Préface
- Type de publication : Chapitre d’ouvrage
- Ouvrage : Husserl et Freud, un héritage commun
- Pages : 9 à 11
- Collection : Philosophies contemporaines, n° 14
- Thème CLIL : 3133 -- SCIENCES HUMAINES ET SOCIALES, LETTRES -- Philosophie -- Philosophie contemporaine
- EAN : 9782406112587
- ISBN : 978-2-406-11258-7
- ISSN : 2427-8092
- DOI : 10.48611/isbn.978-2-406-11258-7.p.0009
- Éditeur : Classiques Garnier
- Mise en ligne : 15/09/2021
- Langue : Français
PRÉFACE
Dans l’enseignement de la philosophie en Classe terminale mais aussi dans les premières années de Licence à l’Université, on présente couramment et avec une sorte d’évidence incontestée l’opposition irréductible entre Husserl et Freud. Il y aurait une ligne de démarcation absolue entre la philosophie de la conscience qu’est la phénoménologie et dont Edmund Husserl est le fondateur, et la psychologie de l’inconscient inaugurée par Sigmund Freud avec la psychanalyse au début de xxe siècle.

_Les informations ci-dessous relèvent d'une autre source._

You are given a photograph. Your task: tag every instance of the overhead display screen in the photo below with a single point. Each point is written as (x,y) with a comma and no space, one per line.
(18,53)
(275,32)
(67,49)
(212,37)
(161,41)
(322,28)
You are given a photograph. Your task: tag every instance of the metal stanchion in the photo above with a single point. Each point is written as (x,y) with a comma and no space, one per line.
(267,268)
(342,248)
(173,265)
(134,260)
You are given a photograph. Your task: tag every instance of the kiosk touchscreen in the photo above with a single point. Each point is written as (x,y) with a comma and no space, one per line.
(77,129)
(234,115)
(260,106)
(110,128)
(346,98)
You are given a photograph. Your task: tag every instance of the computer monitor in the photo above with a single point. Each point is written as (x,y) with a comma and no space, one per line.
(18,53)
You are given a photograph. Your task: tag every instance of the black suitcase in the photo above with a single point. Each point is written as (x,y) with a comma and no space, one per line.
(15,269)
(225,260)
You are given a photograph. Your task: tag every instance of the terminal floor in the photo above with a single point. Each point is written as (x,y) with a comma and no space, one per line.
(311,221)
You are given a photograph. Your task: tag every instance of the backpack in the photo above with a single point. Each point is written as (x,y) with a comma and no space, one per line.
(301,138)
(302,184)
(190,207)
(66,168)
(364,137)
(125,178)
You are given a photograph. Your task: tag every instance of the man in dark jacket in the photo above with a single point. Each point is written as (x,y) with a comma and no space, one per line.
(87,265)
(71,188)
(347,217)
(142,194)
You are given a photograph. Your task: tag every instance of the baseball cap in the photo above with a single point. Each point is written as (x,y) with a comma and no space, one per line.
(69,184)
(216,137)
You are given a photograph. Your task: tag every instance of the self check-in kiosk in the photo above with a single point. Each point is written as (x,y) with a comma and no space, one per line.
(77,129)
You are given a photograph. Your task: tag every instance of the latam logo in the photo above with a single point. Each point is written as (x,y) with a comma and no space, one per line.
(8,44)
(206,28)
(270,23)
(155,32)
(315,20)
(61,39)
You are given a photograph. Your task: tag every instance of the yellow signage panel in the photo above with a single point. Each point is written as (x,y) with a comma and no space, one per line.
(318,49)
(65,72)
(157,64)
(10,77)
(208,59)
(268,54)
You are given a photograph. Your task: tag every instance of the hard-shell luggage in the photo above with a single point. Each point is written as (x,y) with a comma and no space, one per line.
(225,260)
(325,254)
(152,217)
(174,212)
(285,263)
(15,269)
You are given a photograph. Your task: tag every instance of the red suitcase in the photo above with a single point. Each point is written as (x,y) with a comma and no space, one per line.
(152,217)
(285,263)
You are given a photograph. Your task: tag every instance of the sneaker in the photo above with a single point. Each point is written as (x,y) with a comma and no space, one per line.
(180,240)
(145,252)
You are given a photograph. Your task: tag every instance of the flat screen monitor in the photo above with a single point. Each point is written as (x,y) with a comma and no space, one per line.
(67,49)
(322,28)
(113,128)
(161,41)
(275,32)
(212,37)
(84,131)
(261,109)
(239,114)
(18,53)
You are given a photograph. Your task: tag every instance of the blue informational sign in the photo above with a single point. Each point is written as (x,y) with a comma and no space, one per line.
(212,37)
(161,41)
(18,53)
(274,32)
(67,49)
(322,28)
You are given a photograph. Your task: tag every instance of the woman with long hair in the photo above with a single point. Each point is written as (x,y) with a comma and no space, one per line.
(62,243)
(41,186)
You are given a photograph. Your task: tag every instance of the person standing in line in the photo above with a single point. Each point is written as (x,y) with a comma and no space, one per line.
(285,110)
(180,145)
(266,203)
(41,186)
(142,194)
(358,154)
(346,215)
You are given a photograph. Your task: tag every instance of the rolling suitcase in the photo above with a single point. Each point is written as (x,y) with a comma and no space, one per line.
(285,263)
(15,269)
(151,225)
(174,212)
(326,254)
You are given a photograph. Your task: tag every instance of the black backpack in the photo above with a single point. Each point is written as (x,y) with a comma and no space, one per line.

Dans cette histoire racontée aux élèves, il y aurait d’un côté le philosophe transcendantal qui, faisant de la subjectivité son premier et unique objet, accomplit le destin des philosophies rationnelles du sujet (Descartes, Kant) en faisant de l’expérience vécue « en première personne » par ce sujet le fil conducteur de la constitution des objets du monde ; et il y aurait d’un autre côté le scientifique médecin qui, faisant de l’inconscient sa découverte insigne, ouvre le champ immense et à l’époque imprévisible de la psychopathologie dans ses infinies et fécondes ramifications théoriques et pratiques, psychanalytique, psychiatrique et psychothérapeutique. Il y aurait, et c’est bien confortable, bien pédagogique aussi, deux « côtés », à la manière dont le jeune Marcel à Combray longtemps l’a cru et nous le raconte, le côté de Guermantes et le côté de chez Swann, qui par principe jamais ne se rencontrent… Sauf que le narrateur découvre un jour avec surprise que les deux chemins qui divergent depuis sa maison se rejoignent en réalité et finissent par coïncider en la personne de Gilberte.
Maria Gyemant fait avec bonheur une découverte de ce genre. Les deux lieux mentaux que représentent Husserl et Freud ne s’opposent que dans l’esprit enfantin où dominent nos croyances. Ils se rejoignent à l’endroit de la psychologie philosophique de la fin du xixe siècle et des premières décennies du xxe siècle, vrai lieu charnière où se tissent, se croisent et se recroisent, en les personnalités scientifiques et philosophiques de Franz Brentano, Wilhelm Wundt, Theodor Lipps, mais 10aussi, dans une moindre mesure, de Moritz Geiger, Edward Titchener et Oswald Külpe, la texture complexe des interactions multiples entre les deux fondateurs de la phénoménologie et de la psychanalyse. Avec cette découverte inédite et rigoureusement argumentée au long des sept chapitres qui forment le présent livre, l’autrice nous offre un précieux récit alternatif de la naissance conjointe de ces deux disciplines. De la foi enfantine en la simplicité de la dualité, on passe à l’esprit de maturité, seul à même d’accueillir la complexité, gage de vérité, de la relation entre Freud et Husserl.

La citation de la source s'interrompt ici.